Bratzl stand vor dem Spiegel. Genauer gesagt: einem staubigen, rissigen Wandspiegel im Abstellraum seiner winzigen Wohnung, die irgendwo zwischen zwei Abschnitten im alten Viertel von Muggelbrueck klemmte. Er hatte sich extra einen neuen Schal gekauft. Rot. Auffaellig. Vielleicht sogar und das war sein heimlicher Wunsch symbolisch.
Er uebte.
Vorsicht!, rief er, erst laut, dann leiser, dann mit einem kleinen Schluchzer am Ende. Dann probierte er es mit einem fragenden Unterton: Vorsicht?
Seit der letzten Gruppensitzung liess ihn das Geruecht nicht los: Eine Nebenfigur soll zur Hauptfigur werden. Und er? Er war immerhin mal fast eine Dialogzeile gewesen. Gut, der Held war damals einfach weitergeritten. Aber vielleicht vielleicht hatte man ihn gesehen.
Unten auf der Strasse balancierte Ylli einen Stapel Seitenfragmente. Papier, das nie final redigiert wurde. Sie trug wieder ihren alten Umhang. Er war nicht elegant, aber er hatte Erinnerungen in den Fasern. Auf dem obersten Blatt war ein Satz mit Luecke:
Sie blickte in den Spiegel und sah weiter kam der Satz nie.
Ylli las ihn immer wieder. Vielleicht, so hoffte sie, wuerde die Luecke sich irgendwann von selbst fuellen.
In Raum 3b war es heute stiller als sonst. Knorp sass bereits auf seinem Platz. Vor ihm ein kleines Glas mit lauwarmem Wasser und einem alten Bierdeckel, auf dem Hoffnung stand durchgestrichen.
Ich hab nie mehr als zwei Saetze gesagt, meinte Knorp ploetzlich.
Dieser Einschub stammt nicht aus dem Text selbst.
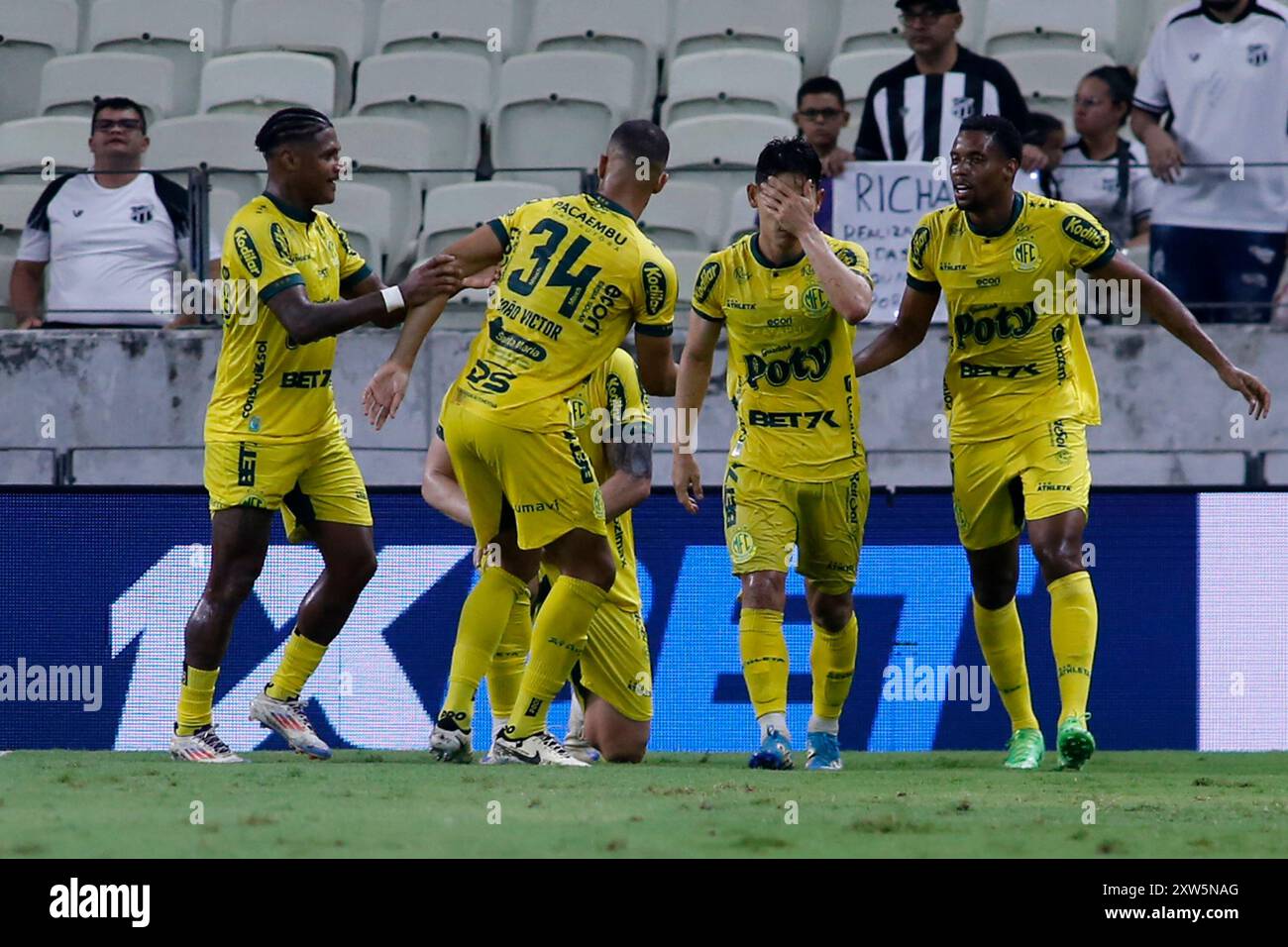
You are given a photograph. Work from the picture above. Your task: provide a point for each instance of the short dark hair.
(639, 138)
(294, 124)
(1001, 132)
(820, 85)
(119, 103)
(1122, 85)
(1041, 125)
(789, 157)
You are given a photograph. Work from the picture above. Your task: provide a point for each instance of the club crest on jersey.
(246, 252)
(1025, 257)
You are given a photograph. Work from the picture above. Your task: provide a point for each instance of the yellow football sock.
(558, 641)
(831, 661)
(196, 699)
(300, 659)
(478, 633)
(1003, 642)
(511, 655)
(764, 659)
(1073, 639)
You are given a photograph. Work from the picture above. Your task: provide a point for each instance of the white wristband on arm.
(393, 298)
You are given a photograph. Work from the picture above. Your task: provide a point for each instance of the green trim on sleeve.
(356, 277)
(662, 331)
(278, 285)
(1103, 260)
(501, 234)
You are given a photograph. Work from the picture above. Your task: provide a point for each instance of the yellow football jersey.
(600, 407)
(267, 386)
(1017, 357)
(791, 369)
(576, 274)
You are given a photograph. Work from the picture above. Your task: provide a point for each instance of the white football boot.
(287, 720)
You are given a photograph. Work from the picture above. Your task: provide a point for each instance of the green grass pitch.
(402, 804)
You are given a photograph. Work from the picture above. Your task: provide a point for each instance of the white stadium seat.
(686, 215)
(31, 34)
(687, 264)
(855, 71)
(366, 214)
(220, 141)
(1022, 25)
(456, 210)
(450, 25)
(748, 81)
(377, 146)
(557, 110)
(162, 27)
(330, 27)
(27, 142)
(1048, 80)
(635, 29)
(737, 25)
(263, 82)
(68, 84)
(16, 204)
(724, 140)
(449, 93)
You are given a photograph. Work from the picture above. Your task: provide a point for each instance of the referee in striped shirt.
(912, 112)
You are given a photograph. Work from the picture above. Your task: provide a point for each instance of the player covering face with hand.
(1020, 393)
(798, 476)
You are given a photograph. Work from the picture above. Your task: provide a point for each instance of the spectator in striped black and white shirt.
(912, 112)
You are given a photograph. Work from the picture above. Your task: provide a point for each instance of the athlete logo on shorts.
(742, 547)
(1025, 257)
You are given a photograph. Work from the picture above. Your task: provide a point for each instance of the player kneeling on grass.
(798, 474)
(609, 414)
(1020, 393)
(273, 437)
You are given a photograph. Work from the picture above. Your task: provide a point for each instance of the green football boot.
(1026, 749)
(1074, 742)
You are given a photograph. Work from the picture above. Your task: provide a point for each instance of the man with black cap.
(913, 111)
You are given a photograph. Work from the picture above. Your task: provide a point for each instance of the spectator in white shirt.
(106, 236)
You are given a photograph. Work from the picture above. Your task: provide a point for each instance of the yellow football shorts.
(545, 478)
(1037, 474)
(614, 665)
(765, 517)
(309, 480)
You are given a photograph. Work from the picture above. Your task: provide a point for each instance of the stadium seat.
(855, 71)
(162, 27)
(1048, 78)
(557, 110)
(686, 215)
(68, 84)
(450, 26)
(635, 29)
(31, 34)
(330, 27)
(724, 140)
(455, 210)
(449, 93)
(366, 214)
(29, 142)
(381, 151)
(687, 264)
(16, 204)
(219, 141)
(742, 215)
(716, 25)
(262, 82)
(739, 81)
(1022, 25)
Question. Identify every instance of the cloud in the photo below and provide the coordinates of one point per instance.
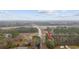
(46, 11)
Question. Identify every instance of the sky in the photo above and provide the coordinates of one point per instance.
(41, 15)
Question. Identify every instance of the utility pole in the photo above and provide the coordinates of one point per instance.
(39, 34)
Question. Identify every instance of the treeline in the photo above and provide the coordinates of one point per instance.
(20, 30)
(69, 36)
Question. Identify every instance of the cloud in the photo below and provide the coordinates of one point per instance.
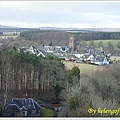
(74, 14)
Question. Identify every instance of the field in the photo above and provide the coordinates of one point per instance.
(84, 68)
(105, 42)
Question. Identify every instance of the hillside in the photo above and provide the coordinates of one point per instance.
(46, 37)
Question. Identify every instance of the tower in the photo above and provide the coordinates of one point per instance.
(72, 42)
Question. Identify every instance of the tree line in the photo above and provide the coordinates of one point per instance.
(61, 37)
(22, 73)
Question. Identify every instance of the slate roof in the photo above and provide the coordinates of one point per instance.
(21, 104)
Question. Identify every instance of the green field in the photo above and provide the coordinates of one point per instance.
(105, 42)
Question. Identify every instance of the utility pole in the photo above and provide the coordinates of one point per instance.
(5, 95)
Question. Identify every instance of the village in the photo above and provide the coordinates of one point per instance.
(90, 55)
(69, 53)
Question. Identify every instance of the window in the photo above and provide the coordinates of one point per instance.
(25, 113)
(37, 111)
(29, 112)
(12, 114)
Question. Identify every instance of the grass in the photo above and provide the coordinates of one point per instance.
(105, 42)
(45, 112)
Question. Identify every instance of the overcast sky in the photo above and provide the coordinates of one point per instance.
(60, 14)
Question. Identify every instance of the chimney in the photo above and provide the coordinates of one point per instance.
(26, 95)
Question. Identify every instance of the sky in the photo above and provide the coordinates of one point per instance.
(77, 14)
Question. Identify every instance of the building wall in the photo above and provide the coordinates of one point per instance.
(72, 42)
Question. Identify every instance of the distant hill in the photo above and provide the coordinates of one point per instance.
(4, 26)
(61, 38)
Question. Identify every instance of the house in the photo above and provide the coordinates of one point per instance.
(21, 107)
(101, 60)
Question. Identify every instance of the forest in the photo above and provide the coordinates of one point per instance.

Aber ich erinnere mich an die Szene. Ich hab jemandem die Tuer aufgehalten. Dann war ich weg. Vielleicht war ich nie mehr als ein Griff zur Klinke.
Ylli setzte sich neben ihn. Aber du warst da. Und das ist mehr als nichts.
Bratzl kam herein. Diesmal mit Schal. Und einem entschlossenen Blick.
Ich habe einen Text geschrieben, sagte er und holte ein handbeschriebenes Blatt hervor. Es ist kein Monolog. Es ist eine Szene. Mit mir. In der ich entscheide, ob ich eingreife oder zuschaue.
Lula, die bisher still geblieben war, blickte auf. Ihr roter Ball lag zu ihren Fuessen.
Und?, fragte sie leise. Was hast du getan?
Bratzl nickte. Ich habe geschrien. Nicht nur ‚Vorsicht‘. Ich habe gesagt: ‚Nicht so. Nicht heute. Nicht bei mir.‘ Und dann dann wurde ich gehoert.
Stille.
Die Erzaehlerstimme knisterte schwach. Wie ein aufwachender Funke.
Ylli nickte langsam. Vielleicht… koennen wir uns neu schreiben.
Knorp zuckte mit den Schultern, griff nach dem durchgestrichenen Bierdeckel, und drehte ihn um. Auf der Rueckseite stand: Beginnen.
Bratzl laechelte. Es war kein Heldenlaecheln. Aber ein echtes.
Vielleicht war das der erste echte Schritt.
Vielleicht, dachte jeder von ihnen, hatte ihre Geschichte gerade erst angefangen.